Azide , cyanide (CN)⁻; and carbon monoxide (CO) inhibit complex IV (cytochrome c oxidase) (Fig. 9.17). Because complex IV is the terminal electron transfer complex, its inhibition cannot be bypassed. All components preceding complex IV become reduced, oxygen cannot be reduced, none of the complexes can pump protons, and ATP is not synthesized. Uncouplers such as DNP have no effect, because there is no proton gradient. Cyanide and carbon monoxide also bind to hemoglobin, blocking oxygen binding and transport (see Chapter 5). In these poisonings, both the ability to transport oxygen and to synthesize ATP are impaired. The administration of oxygen is used for the treatment of such poisonings. It is of interest that sodium azide is the nitrogen source for the inflation of air bags; it may pose an environmental problem if it is accidentally released, i.e. nonexplosively.
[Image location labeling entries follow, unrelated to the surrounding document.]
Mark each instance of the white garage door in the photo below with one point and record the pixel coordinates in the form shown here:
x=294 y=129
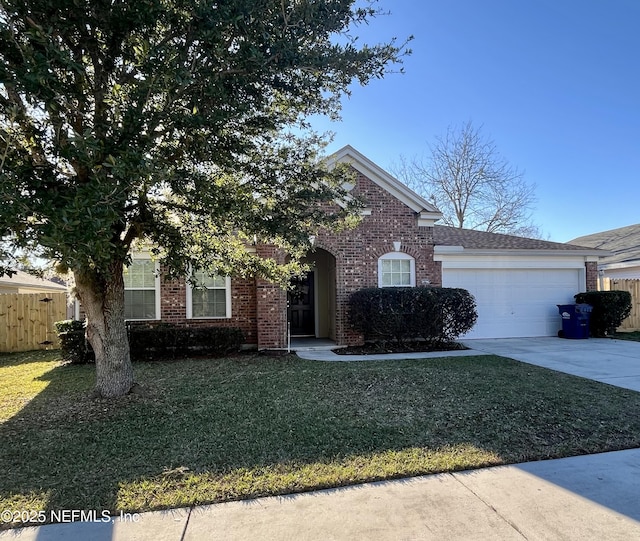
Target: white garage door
x=516 y=302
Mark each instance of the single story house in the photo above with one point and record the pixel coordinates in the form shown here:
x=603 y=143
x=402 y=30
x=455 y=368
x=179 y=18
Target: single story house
x=22 y=282
x=517 y=282
x=624 y=245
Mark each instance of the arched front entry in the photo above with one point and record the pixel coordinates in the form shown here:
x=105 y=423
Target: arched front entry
x=312 y=301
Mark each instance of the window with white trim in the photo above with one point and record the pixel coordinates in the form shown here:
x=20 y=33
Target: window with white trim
x=209 y=297
x=141 y=290
x=396 y=269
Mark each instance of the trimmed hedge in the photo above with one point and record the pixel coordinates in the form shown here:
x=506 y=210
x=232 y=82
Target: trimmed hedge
x=153 y=342
x=173 y=342
x=610 y=308
x=434 y=314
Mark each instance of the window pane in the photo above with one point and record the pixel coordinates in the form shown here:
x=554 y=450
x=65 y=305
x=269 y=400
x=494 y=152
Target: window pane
x=209 y=302
x=140 y=274
x=395 y=272
x=139 y=304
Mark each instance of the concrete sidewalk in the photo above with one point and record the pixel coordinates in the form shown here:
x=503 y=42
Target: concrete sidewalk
x=578 y=498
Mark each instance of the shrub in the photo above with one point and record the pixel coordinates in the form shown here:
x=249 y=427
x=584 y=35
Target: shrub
x=153 y=342
x=172 y=342
x=74 y=347
x=610 y=308
x=434 y=314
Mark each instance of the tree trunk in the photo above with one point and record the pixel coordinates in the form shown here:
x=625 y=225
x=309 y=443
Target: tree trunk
x=102 y=297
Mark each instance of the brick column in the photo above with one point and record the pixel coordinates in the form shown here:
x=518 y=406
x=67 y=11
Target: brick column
x=271 y=306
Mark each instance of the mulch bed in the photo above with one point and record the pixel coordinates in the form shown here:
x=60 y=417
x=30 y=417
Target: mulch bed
x=373 y=348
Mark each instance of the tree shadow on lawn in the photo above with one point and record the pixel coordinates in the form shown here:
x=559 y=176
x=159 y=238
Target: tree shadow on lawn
x=214 y=430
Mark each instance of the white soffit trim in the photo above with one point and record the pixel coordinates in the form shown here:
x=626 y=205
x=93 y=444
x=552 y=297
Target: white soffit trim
x=621 y=265
x=427 y=212
x=586 y=255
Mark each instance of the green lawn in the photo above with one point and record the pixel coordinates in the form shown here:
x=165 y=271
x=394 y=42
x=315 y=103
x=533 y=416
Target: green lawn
x=215 y=430
x=634 y=336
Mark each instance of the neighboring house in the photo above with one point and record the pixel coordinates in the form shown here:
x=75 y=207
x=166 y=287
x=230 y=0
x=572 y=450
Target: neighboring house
x=624 y=245
x=22 y=282
x=517 y=282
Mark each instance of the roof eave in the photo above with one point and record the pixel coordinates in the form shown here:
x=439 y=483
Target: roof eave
x=460 y=250
x=364 y=165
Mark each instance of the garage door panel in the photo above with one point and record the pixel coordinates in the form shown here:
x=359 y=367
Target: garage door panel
x=516 y=302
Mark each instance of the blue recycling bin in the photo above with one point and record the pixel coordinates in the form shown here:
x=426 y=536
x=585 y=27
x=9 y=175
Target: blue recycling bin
x=575 y=320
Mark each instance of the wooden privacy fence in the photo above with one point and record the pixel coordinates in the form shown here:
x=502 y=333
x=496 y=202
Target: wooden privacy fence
x=26 y=320
x=632 y=323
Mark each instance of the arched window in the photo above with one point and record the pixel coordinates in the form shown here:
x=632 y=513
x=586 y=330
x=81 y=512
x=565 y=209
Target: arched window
x=396 y=269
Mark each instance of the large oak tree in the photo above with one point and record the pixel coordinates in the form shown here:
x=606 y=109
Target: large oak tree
x=180 y=123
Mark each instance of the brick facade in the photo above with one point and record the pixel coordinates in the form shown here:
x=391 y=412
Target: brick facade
x=173 y=307
x=259 y=308
x=592 y=275
x=357 y=251
x=348 y=261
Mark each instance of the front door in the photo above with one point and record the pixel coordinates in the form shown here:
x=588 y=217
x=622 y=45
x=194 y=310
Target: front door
x=301 y=308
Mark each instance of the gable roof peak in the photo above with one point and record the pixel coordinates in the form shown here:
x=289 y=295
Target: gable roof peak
x=384 y=180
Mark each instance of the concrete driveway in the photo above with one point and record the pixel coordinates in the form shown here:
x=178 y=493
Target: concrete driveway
x=616 y=362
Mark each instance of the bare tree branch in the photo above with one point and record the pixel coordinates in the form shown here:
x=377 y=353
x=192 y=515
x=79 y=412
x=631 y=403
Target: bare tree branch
x=472 y=184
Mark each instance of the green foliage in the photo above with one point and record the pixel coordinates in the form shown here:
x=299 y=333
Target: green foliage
x=67 y=325
x=610 y=308
x=170 y=121
x=158 y=342
x=172 y=342
x=432 y=313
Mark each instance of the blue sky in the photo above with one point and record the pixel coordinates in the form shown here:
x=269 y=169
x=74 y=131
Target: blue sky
x=555 y=84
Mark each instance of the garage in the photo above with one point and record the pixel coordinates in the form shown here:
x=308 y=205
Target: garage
x=517 y=282
x=516 y=302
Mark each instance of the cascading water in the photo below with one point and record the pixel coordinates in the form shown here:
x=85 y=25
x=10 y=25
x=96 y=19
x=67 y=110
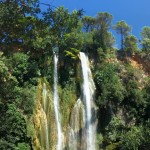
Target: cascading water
x=76 y=125
x=56 y=106
x=88 y=93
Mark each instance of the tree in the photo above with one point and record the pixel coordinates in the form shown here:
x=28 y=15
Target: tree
x=102 y=37
x=88 y=23
x=145 y=39
x=130 y=44
x=123 y=29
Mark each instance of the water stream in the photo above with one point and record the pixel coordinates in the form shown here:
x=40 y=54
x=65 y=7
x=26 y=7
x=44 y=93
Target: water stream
x=56 y=106
x=88 y=92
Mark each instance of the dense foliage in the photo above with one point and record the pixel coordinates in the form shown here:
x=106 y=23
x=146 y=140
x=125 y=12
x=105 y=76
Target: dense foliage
x=27 y=40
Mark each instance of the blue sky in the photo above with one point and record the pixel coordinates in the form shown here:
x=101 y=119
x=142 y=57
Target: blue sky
x=135 y=12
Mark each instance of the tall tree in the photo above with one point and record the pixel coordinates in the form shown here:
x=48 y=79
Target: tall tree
x=123 y=29
x=130 y=44
x=102 y=35
x=145 y=39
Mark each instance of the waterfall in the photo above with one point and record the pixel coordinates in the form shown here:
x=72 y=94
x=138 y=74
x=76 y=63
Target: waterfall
x=88 y=92
x=44 y=133
x=56 y=106
x=76 y=125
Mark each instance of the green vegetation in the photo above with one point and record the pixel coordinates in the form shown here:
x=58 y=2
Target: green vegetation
x=26 y=54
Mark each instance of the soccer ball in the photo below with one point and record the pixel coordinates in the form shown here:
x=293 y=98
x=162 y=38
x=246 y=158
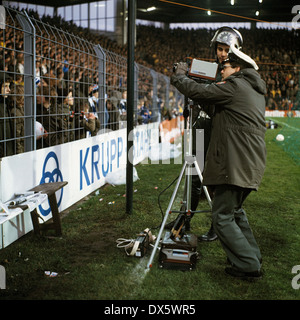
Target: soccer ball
x=280 y=137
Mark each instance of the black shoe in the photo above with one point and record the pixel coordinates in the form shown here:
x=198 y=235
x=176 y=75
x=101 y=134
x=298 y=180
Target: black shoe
x=249 y=276
x=209 y=236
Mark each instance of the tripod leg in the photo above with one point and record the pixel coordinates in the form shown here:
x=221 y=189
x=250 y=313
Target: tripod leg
x=204 y=187
x=149 y=265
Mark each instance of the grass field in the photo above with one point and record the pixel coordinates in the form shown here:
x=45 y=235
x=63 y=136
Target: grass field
x=90 y=266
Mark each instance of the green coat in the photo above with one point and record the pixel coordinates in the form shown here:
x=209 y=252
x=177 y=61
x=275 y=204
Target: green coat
x=237 y=151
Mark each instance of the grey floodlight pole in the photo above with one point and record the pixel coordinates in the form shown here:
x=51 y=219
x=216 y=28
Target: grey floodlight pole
x=130 y=104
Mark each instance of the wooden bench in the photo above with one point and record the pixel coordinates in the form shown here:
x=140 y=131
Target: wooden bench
x=49 y=189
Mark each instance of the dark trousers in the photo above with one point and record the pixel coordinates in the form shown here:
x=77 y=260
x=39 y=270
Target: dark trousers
x=231 y=225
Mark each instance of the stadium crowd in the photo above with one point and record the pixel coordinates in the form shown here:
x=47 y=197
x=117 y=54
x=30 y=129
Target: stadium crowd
x=67 y=80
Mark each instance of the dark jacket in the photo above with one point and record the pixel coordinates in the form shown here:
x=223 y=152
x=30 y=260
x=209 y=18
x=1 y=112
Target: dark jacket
x=237 y=151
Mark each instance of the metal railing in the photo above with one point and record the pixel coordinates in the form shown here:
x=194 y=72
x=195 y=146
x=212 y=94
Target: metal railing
x=58 y=87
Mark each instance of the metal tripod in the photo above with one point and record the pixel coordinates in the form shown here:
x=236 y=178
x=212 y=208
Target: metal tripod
x=189 y=162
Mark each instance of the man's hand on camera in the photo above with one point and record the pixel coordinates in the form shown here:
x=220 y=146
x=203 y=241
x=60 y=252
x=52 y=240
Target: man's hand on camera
x=180 y=68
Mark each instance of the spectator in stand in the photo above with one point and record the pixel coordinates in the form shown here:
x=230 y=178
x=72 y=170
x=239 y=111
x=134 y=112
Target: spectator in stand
x=89 y=122
x=62 y=118
x=17 y=114
x=6 y=132
x=113 y=112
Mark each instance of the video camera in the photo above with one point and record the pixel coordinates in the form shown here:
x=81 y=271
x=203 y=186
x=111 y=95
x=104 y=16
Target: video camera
x=202 y=71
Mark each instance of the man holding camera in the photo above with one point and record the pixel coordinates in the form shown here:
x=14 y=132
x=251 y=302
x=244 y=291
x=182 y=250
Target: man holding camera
x=236 y=155
x=221 y=41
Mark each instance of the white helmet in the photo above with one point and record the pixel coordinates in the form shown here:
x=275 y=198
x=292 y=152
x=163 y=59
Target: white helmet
x=235 y=55
x=228 y=36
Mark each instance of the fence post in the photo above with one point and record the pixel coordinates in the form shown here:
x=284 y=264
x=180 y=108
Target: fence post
x=29 y=81
x=167 y=80
x=156 y=116
x=102 y=83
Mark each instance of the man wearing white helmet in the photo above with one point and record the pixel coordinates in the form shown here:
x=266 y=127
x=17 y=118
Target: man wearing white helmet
x=221 y=41
x=236 y=156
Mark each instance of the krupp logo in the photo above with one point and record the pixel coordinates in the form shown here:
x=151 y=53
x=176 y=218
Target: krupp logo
x=51 y=162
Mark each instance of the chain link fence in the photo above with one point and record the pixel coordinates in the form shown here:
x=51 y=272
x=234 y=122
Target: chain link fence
x=57 y=87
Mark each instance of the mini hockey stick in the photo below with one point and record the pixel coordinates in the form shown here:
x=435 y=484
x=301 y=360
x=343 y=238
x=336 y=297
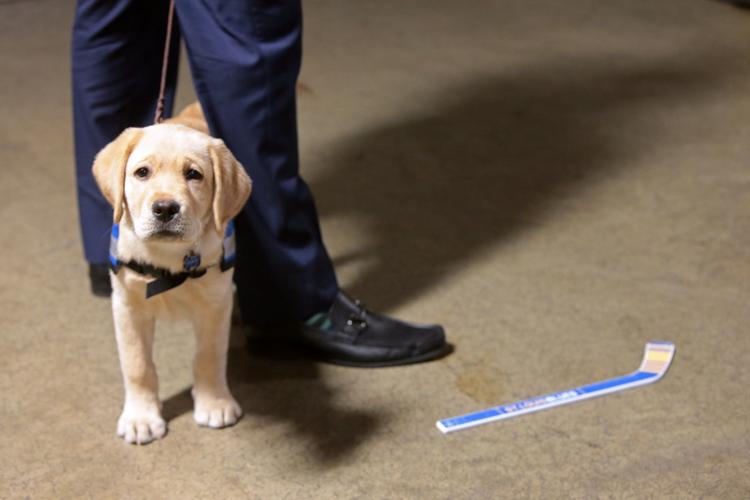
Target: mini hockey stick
x=656 y=360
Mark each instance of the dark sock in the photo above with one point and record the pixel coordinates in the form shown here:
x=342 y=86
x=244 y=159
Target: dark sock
x=320 y=321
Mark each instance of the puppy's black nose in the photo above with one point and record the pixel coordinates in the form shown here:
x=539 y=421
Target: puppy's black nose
x=165 y=210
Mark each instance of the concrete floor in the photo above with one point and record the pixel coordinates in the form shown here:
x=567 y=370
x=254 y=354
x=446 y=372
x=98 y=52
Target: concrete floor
x=556 y=183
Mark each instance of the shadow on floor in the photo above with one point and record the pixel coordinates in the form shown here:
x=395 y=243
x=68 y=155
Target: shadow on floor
x=493 y=158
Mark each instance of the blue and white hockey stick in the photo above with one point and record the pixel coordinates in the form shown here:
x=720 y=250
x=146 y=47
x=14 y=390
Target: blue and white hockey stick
x=656 y=360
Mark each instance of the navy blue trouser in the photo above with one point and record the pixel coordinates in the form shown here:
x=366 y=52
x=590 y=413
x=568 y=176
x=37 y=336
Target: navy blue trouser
x=245 y=57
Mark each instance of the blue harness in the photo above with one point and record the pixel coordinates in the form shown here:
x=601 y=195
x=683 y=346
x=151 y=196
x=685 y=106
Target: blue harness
x=165 y=279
ADP is the key feedback regulator of oxidative phosphorylation

The oldest and simplest known mechanism of respiratory control is accomplished by the supply of ADP. This is based on the fact that when added to isolated mitochondria, ADP stimulates respiration and ATP synthesis. When ADP is completely converted to ATP, respiration returns to the initial rate. Oxidative phosphorylation is also tightly coupled to other fundamental pathways such as glycolysis, fatty acid oxidation and the tricarboxylic acid cycle (see Chapters 12, 14 and 15) through feedback regulatory mechanisms. The ratios of NADH/NAD and ATP/ADP feedback on key enzymes, such as PFK-1, pyruvate dehydrogenase and isocitrate dehydrogenase. If, for example, oxidative phosphorylation is switched off because of high ATP, both NADH and ATP will negatively feedback on other extramitochondrial pathways, limiting the flux of fuel to mitochondria. Since oxidative phosphorylation depends on the supply of FADH₂, NADH, ADP, and Pi as well as the ATP/ADP ratio, magnitude of the membrane potential, uncoupling and hormonal factors, its modes of regulation are clearly complex.